The Presleys were all talking at once to Flotsam: Skinny Elvis, Fat Elvis, and even Smellvis, he of the yellow sweat stains under the arms of his ice-cream suit, which made tourists hold their breath during his cuddly photo shoots.
“Batman will never eat lunch in this town again!” Skinny Elvis cried.
“Spiderman rules!” Fat Elvis cried.
“I am an eyewitness to the caped crusader’s vicious attack!” Smellvis announced to the crowd, and he was so rank that Flotsam had to backpedal a few steps.
Flotsam asked B.M. Driscoll to check out the Kodak Center, and when he asked, “What’s the guy look like?” Flotsam said, “Just hook up any guy you see wearing a cape and hanging upside down somewheres. If it turns out to be Count Dracula, just apologize.”

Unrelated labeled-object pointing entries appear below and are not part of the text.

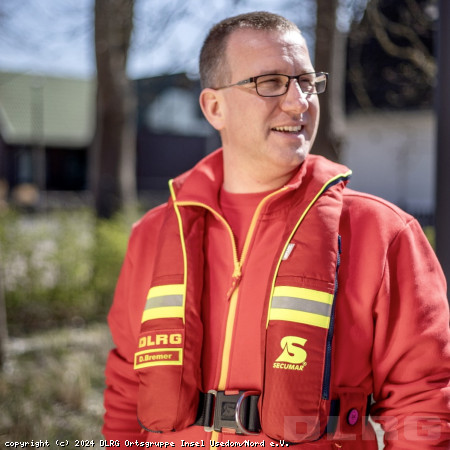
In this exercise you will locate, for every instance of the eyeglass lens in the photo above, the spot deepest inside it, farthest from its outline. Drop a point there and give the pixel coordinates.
(273, 85)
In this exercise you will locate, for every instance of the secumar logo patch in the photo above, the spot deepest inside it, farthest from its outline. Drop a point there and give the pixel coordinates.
(159, 349)
(293, 356)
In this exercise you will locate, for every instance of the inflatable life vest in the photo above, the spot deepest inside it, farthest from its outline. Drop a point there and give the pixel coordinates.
(299, 323)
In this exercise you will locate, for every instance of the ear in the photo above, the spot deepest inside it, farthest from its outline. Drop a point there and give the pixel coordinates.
(212, 105)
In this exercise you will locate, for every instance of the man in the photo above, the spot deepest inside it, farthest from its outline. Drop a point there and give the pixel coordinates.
(266, 303)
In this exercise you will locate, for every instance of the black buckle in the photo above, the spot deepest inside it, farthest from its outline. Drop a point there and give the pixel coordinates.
(237, 412)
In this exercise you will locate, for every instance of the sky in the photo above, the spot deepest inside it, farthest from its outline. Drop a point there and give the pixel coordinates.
(54, 37)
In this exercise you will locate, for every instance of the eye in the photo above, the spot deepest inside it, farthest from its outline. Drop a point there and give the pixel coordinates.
(307, 83)
(272, 81)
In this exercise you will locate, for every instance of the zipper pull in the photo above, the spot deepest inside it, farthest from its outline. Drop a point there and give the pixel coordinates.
(235, 279)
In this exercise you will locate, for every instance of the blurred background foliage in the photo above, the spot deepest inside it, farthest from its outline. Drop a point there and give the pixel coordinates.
(59, 268)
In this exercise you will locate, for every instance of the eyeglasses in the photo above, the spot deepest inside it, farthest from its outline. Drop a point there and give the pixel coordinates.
(274, 85)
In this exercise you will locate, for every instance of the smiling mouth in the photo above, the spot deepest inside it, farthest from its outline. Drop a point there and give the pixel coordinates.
(296, 129)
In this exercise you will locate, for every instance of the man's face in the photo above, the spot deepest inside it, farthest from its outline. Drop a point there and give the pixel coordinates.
(271, 135)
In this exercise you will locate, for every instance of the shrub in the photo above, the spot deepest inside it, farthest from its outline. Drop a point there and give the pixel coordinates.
(60, 267)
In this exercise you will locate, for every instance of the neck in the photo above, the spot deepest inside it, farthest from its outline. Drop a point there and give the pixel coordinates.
(241, 180)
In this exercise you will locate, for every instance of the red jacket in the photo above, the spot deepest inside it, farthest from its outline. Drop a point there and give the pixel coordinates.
(391, 334)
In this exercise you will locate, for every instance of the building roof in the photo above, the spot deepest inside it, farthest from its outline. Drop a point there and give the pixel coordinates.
(44, 110)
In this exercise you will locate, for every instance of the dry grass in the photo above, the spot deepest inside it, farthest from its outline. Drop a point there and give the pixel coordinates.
(52, 385)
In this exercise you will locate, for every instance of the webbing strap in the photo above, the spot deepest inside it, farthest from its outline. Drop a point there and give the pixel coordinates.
(236, 411)
(217, 410)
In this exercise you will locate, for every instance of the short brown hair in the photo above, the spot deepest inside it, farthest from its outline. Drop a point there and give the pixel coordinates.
(213, 64)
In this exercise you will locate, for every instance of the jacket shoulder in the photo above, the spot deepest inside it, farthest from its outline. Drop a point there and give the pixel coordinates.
(370, 207)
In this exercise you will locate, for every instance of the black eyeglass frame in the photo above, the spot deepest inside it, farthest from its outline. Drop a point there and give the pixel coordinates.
(290, 77)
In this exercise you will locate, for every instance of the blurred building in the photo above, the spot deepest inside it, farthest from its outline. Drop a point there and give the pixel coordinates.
(47, 126)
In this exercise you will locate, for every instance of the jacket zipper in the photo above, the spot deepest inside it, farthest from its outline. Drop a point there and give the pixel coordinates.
(329, 347)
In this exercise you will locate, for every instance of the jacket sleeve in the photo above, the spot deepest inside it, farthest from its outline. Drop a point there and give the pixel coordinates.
(411, 353)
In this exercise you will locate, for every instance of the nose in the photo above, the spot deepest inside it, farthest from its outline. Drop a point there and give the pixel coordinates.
(294, 100)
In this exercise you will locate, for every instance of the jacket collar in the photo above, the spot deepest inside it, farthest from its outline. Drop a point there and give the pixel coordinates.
(202, 183)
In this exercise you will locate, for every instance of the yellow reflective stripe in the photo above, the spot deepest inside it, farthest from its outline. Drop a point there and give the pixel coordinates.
(163, 313)
(308, 294)
(300, 220)
(169, 289)
(183, 243)
(301, 305)
(164, 302)
(307, 318)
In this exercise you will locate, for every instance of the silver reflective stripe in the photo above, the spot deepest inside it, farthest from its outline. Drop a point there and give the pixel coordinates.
(302, 304)
(163, 301)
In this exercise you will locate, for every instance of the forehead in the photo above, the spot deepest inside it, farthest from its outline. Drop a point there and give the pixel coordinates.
(254, 52)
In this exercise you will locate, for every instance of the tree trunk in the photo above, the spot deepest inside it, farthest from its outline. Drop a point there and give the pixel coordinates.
(443, 142)
(3, 322)
(113, 161)
(330, 57)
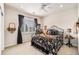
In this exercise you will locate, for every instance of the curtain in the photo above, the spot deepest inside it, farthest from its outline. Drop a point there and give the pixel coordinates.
(19, 35)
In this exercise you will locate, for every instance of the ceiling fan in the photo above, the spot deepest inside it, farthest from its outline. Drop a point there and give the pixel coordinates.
(44, 5)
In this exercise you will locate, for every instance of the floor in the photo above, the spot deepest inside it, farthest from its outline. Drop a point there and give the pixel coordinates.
(27, 49)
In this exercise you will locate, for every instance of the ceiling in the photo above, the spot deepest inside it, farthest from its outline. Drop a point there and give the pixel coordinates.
(36, 8)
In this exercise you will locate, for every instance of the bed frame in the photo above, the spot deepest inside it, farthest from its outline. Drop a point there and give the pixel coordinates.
(47, 47)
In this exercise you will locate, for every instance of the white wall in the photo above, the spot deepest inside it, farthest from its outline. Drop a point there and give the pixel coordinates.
(11, 15)
(64, 19)
(2, 26)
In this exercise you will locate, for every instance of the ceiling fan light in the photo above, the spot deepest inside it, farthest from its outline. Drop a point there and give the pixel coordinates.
(61, 6)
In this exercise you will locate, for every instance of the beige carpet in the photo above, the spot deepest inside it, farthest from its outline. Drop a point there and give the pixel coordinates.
(27, 49)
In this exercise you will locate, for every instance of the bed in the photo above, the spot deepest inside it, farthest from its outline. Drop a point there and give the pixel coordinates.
(46, 46)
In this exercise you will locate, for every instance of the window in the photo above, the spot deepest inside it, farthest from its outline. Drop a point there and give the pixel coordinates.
(28, 25)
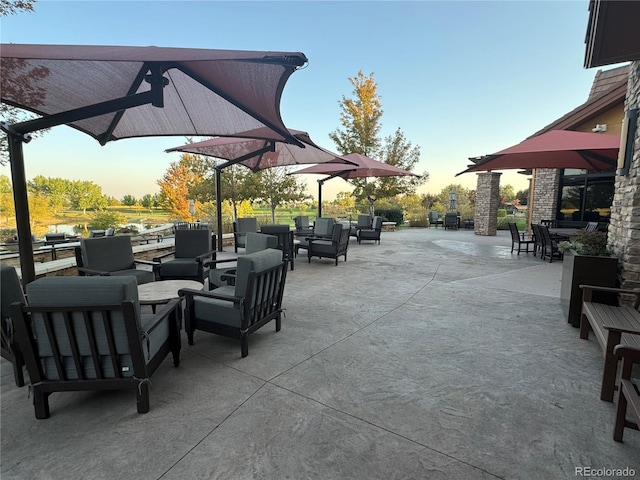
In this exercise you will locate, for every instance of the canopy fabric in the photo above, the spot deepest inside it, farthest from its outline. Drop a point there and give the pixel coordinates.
(555, 149)
(115, 92)
(363, 167)
(206, 92)
(250, 151)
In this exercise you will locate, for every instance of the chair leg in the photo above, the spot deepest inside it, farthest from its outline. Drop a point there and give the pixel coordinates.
(620, 417)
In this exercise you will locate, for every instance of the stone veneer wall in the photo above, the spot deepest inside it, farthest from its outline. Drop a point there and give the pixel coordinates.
(624, 228)
(545, 194)
(487, 203)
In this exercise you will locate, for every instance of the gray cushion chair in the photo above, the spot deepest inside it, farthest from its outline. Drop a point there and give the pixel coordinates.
(225, 275)
(11, 292)
(372, 233)
(240, 229)
(193, 249)
(334, 247)
(87, 333)
(238, 311)
(111, 256)
(322, 228)
(364, 221)
(302, 225)
(285, 240)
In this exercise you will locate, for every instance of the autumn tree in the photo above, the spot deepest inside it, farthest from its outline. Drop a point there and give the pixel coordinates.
(274, 187)
(177, 183)
(360, 117)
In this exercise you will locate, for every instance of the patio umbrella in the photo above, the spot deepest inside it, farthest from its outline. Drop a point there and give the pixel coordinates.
(554, 149)
(112, 93)
(257, 155)
(364, 167)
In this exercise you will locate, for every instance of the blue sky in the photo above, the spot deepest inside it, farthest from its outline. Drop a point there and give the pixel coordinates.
(459, 78)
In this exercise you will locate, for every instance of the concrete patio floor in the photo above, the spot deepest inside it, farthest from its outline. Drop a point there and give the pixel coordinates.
(435, 355)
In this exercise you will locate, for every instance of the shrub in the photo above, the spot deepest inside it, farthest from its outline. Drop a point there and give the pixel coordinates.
(391, 215)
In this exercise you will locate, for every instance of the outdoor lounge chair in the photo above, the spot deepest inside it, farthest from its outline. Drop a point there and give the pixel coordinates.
(111, 256)
(240, 228)
(11, 292)
(222, 276)
(238, 311)
(87, 333)
(372, 233)
(434, 219)
(518, 238)
(334, 247)
(193, 248)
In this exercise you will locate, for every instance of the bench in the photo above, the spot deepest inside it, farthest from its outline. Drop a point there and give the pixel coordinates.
(611, 326)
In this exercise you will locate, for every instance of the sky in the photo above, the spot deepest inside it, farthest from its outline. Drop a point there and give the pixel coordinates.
(459, 78)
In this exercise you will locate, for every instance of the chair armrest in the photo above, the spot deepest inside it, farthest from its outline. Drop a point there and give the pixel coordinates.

The midwatch cops didn’t know that there was an undercover team at work in the midst of the crowd, posing as tourists with backpacks and cameras. The UC team had Tickle Me Elmo under arrest for manhandling a female tourist after she’d snapped his picture and refused to pay his three-dollar tariff.
Elmo had grabbed her by the arm and said, “Well you can kiss my ass, bitch!” and next thing he knew, the UC cops had him up against the wall of the Kodak Center and removed his head, inside of which they found more than two hundred dollar bills and a gram of cocaine.
Now the tourists turned on Elmo for photos, but the TV camera crew was still concentrating on Marilyn Monroe, until Benny Brewster said to Flotsam, “Hey man, Elmo had dope in his head!”
Upon hearing this, the news team swung their cameras toward Elmo, who was yelling that his head was dope-free when he’d put the costume on, implying a police frame-up.